I am trying to get the price of one item on the website in the url below. However, I am finding some issues when looking at the source page of the website.
The url is: https://www.cartier.com/en-gb/love-bracelet-small-model_cod25372685655708131.html#dept=EU_Love
The part of the source page I am interested in is the following (I guess):
<script type="application/ld json">
[{
"@context":"http://schema.org",
"@type":"Product",
"productID":"25372685655708131",
"name":"LOVE bracelet, small model",
"description":"#LOVE# bracelet, small model, yellow gold 750/1000. Supplied with a screwdriver. Width: 3.65 mm (for size 17). Now available in a slimmer version, Cartier continues to write the story of the #LOVE# bracelet.
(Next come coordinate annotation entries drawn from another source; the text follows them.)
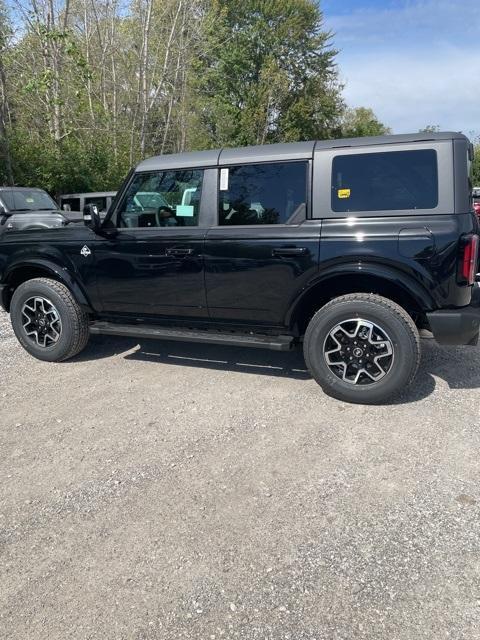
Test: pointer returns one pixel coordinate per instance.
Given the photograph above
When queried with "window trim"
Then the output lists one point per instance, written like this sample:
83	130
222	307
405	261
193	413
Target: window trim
322	180
122	193
287	223
334	188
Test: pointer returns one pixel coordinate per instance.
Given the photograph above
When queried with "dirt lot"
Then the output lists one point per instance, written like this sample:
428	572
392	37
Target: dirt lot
167	491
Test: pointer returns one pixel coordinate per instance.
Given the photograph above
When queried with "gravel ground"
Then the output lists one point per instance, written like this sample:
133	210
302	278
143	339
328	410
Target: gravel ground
167	491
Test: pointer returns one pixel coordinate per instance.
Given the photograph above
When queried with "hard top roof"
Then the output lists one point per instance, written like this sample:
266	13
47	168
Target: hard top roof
93	194
5	188
273	152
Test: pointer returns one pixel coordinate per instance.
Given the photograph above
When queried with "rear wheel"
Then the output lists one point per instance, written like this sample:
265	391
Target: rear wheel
48	321
362	348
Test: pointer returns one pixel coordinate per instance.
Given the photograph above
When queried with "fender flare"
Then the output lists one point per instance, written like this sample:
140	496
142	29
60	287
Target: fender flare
59	273
411	287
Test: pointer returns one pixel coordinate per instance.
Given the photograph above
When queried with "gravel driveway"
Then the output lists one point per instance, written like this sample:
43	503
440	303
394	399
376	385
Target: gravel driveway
167	491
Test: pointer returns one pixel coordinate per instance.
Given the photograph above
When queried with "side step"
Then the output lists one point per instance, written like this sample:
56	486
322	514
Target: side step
275	343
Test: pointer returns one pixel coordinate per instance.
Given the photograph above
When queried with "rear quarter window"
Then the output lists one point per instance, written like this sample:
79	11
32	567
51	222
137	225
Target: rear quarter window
383	181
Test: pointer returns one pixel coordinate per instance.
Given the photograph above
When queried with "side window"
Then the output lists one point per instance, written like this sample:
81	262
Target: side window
262	193
385	181
73	204
169	198
100	201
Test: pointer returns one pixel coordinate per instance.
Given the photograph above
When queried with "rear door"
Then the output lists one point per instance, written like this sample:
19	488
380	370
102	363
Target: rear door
263	249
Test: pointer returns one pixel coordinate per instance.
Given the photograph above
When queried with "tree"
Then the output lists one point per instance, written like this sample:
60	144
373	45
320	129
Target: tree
6	170
476	165
266	74
362	122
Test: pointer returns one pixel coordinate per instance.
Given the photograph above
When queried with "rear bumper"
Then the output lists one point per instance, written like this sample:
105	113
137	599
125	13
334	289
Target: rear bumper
457	326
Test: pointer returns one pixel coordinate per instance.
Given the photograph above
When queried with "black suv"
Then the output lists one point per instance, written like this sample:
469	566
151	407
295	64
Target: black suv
349	246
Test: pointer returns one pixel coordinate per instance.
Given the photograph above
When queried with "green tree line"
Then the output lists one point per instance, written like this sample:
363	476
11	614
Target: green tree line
89	87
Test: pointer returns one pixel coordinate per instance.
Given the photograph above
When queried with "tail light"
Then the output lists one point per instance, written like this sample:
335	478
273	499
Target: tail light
468	266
Same design, same oval shape, same story: a timeless – yet slightly slimmer – creation which is fastened using a screwdriver. The closure is designed with a functional screw on one side of the bracelet and a hinge on the other. To determine the size of your #LOVE# bracelet, measure your wrist, adding one centimetre to your size for a tighter fit, or two centimetres for a looser fit.",
"image":["https://www.cartier.com/variants/images/25372685655708131/img1/w960.jpg"],
"offers":
[{"@type":"Offer","availability":"http://schema.org/InStock","priceCurrency":"GBP","price":"4100","sku":"0400574782829","url":"https://www.cartier.com/en-gb/love-bracelet-small-model_cod25372685655708131.html"}]}]
</script>
I have tried the following steps:
import json
from bs4 import BeautifulSoup
import requests
from multiprocessing import Pool
import pandas as pd
data = {'url':[],'offers_price':[]}
def get_price(url):
soup = BeautifulSoup(requests.get(url, headers={'User-Agent': 'Mozilla/5.0'}).content, "html.parser")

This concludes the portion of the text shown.